[THE OLDEST AIR IN THE WORLD]
By Neil Munro
Col Maclean, on two sticks, and with tartan trousers on, came down between the whins to the poles where the nets were drying, and joined the Trosdale folk in the nets' shade. 'Twas the Saturday afternoon; they were frankly idling, the township people—except that the women knitted, which is a way of being indolent in the Islands—and had been listening for an hour to an heroic tale of the old sea-robber days from Patrick Macneill, the most gifted liar in the parish. A little fire of green wood burned to keep the midges off, and it was hissing like a gander.
"Take your share of the smoke and let down your weariness, darling," said one of the elder women, pushing towards the piper a herring firken. Nobody looked at his sticks nor his dragging limb—not even the children; had he not been a Gael himself Maclean might have fancied his lameness was unperceived. He bitterly knew better, but pushed his sticks behind the nets as he seated himself, and seated, with his crutches absent, he was a fellow to charm the eye of maid or sergeant-major.
"Your pipes might be a widow, she's so seldom seen or heard since you came home," said one of the fishermen.
"And that's the true word," answered Col Maclean. "A widow indeed, without her man! Never in all my life played I piob mhor but on my feet and they jaunty! I'll never put a breath again in sheep-skin.

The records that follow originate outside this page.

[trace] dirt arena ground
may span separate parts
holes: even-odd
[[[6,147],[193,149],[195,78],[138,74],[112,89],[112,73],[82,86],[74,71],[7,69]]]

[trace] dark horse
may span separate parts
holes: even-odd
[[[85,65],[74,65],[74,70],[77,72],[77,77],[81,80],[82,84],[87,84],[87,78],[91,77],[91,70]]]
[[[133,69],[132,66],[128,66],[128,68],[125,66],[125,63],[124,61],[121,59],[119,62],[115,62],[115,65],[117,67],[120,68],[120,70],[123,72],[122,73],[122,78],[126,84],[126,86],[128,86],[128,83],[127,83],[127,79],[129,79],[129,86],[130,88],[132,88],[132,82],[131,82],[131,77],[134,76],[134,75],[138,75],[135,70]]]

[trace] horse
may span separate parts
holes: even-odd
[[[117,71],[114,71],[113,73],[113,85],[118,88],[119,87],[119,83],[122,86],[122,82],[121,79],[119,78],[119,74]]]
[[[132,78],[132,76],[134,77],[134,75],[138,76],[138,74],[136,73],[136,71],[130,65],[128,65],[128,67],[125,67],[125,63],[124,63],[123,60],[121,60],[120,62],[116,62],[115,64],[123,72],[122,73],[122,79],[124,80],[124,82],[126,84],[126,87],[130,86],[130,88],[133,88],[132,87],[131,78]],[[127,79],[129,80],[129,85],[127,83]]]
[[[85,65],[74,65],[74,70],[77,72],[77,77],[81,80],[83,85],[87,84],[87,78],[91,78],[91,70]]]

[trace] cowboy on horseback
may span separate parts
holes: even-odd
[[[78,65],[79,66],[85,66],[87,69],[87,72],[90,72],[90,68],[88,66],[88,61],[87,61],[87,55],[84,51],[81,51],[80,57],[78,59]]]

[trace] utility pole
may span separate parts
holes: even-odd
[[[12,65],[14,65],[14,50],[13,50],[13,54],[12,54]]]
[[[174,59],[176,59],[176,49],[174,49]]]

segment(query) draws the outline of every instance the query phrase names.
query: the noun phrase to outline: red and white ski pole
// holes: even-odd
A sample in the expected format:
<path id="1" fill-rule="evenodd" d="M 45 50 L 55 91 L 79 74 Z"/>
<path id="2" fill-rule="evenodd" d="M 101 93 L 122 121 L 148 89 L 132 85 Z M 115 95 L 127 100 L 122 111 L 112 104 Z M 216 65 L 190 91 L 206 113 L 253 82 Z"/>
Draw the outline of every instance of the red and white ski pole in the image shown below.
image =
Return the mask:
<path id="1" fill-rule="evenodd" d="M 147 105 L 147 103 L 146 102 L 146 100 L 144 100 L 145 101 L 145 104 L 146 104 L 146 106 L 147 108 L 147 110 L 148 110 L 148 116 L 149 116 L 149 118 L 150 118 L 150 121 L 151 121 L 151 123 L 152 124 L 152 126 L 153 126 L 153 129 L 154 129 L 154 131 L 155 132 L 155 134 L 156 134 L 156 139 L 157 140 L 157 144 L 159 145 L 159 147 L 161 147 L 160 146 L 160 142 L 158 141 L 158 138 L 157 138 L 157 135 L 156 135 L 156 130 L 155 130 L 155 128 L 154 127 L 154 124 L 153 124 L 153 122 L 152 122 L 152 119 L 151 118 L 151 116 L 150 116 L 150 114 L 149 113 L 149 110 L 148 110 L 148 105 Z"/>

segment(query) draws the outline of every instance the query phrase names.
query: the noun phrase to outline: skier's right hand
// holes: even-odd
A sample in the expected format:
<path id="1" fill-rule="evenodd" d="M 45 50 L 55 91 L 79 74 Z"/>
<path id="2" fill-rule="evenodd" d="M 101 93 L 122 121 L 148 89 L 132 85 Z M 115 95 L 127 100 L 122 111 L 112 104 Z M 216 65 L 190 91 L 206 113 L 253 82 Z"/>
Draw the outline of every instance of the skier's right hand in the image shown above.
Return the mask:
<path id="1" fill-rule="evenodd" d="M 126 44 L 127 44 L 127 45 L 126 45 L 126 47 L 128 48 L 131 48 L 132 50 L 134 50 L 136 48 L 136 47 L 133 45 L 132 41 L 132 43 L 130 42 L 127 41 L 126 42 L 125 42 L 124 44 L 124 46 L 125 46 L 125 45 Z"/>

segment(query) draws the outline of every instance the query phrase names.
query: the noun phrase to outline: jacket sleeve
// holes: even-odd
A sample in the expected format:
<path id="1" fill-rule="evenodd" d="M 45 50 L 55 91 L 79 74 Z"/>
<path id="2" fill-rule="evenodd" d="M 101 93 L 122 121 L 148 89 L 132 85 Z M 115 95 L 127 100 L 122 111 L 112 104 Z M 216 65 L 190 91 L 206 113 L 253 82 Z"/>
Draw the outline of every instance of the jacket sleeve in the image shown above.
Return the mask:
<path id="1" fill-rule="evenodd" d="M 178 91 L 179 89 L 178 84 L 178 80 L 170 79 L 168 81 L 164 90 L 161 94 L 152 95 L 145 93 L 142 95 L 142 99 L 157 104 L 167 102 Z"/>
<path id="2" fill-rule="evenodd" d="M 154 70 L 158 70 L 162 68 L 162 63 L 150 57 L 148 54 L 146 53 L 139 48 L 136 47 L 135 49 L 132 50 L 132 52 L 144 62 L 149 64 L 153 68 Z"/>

If they had only blinded me!"
There was in the company, Margaret, daughter of the bailie; she had been a toddling white-haired child when Col went to France, and had to be lifted to his knees; now she got up on them herself at a jump, and put her arms round his neck, tickling him with her fingers till he laughed.
"Oh bold one! Let Col be!" her mother commanded; "thou wilt spoil his beautiful tartan trews."
"It is Col must tell a story now," said the little one, thinking of the many he used to tell her before he became a soldier.
"It is not the time for wee folks stories," said the mother; "but maybe he will tell us something not too bloody for Sunday's eve about the Wars."